So in my non-dogmatic perspective, what’s the deal with fasting?



Most of you are probably familiar with Dr. Jason Fung. Dr. Fung is one of my favorite people in the low carb health community. I love his salty language, razor-sharp wit, and pointed analogies. (I’ll link to some podcast interviews with him at the end of this post. As for the pointed analogies, listen for him talking about plane crashes and just needing “more lift and less gravity.” Classic!)

For those of you who live on Jupiter and have no idea who Dr. Fung is, he’s a nephrologist (kidney specialist) who regularly reverses obesity, type 2 diabetes, and kidney disease in his clinic. The humor, sarcasm, and snark in his blog posts puts mine to shame, and he manages to do so while being way more succinct than I am. (He should give lessons on how to do that...)

I respect Dr. Fung. I’m a huge fan. I loved his book and wrote a review of it here. In fact, we collaborated not long ago on a journal article that we’ll be submitting for peer review and publication. (Woohoo!) On his blog, in his YouTube videos, and in podcast interviews, he's written and talked about obesity, insulin resistance, hyperglycemia, and more. But what he is perhaps best known for is being a vocal proponent of fasting. Skipping a meal, skipping a whole day of meals, doing multi-day or even longer fasts: any and all permutations are okay, depending on what a patient’s goals are and what fits into their lifestyle. (He and Jimmy Moore are set to release a new book about fasting, and I can neither confirm nor deny that yours truly may have contributed some quotes…)
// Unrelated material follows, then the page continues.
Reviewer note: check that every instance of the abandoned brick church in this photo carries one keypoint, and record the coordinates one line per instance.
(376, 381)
Dr. Fung has a multi-part blog series on the history and benefits of fasting as a religious, cultural, and health practice. He’s up to over 20 posts in the series, but he’s much more to the point than I am, and it’s well worth your time to read as your schedule permits. The first post is here, and each one ends (I think) with a link to the next one in the series. I am not at all doubting the success he’s had with patients. He is a doctor. I am not. As he says in interviews he’s done, when people ask him to address critics of his methods: he has supervised thousands of people through various permutations of fasting. People have generally only gotten better. Less medication. Lower insulin levels. Lower blood sugar. More energy. Greater fat loss. (And the critics? How many people have they supervised through fasting? How much proof do they have that fasting is dangerous? *Crickets.*)
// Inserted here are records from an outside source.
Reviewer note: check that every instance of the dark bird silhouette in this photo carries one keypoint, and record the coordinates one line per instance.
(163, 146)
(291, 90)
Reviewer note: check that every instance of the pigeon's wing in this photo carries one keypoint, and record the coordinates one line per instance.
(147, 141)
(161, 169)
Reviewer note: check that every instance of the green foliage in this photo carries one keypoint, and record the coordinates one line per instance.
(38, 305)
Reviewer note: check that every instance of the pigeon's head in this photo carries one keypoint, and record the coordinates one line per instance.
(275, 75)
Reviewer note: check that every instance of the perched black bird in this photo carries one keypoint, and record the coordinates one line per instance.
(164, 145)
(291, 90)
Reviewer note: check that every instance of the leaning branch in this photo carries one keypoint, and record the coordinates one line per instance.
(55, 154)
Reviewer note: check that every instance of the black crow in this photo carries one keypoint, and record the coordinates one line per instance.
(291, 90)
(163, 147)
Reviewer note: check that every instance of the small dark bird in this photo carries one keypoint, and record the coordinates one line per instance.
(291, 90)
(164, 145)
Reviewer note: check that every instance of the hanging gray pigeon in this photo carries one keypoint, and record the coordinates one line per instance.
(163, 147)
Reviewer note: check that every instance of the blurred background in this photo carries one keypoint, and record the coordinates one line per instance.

Fasting has its place. I’m not going to write about the benefits of fasting. They are numerous, and if you want to know what they are, you can just check out the forthcoming book. And it should be obvious that, if I was quoted in a book about it, talking about it in a favorable way, then I do understand and respect these numerous benefits, and I think fasting can be incredibly therapeutic. (I talked about it in relation to neurological conditions toward the end of this podcast.) So I hope I’ve made it abundantly clear that I think Dr. Fung is awesome, and I think fasting can be awesome…
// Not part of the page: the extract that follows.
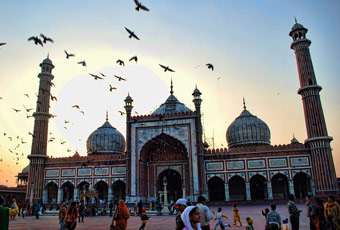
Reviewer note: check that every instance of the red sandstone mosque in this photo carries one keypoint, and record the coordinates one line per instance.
(168, 144)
…when it’s applied intelligently and rationally, that is.

My fear is that many in the Paleo, low carb, and keto communities have sailed long past intelligence and rationality and have landed squarely in the twilight zone of insanity. Even worse, they are taking other people with them! People who should not fast!

Why do I care? Why does it affect me when someone who’s better off ingesting food on a regular basis chooses not to ingest food on a regular basis?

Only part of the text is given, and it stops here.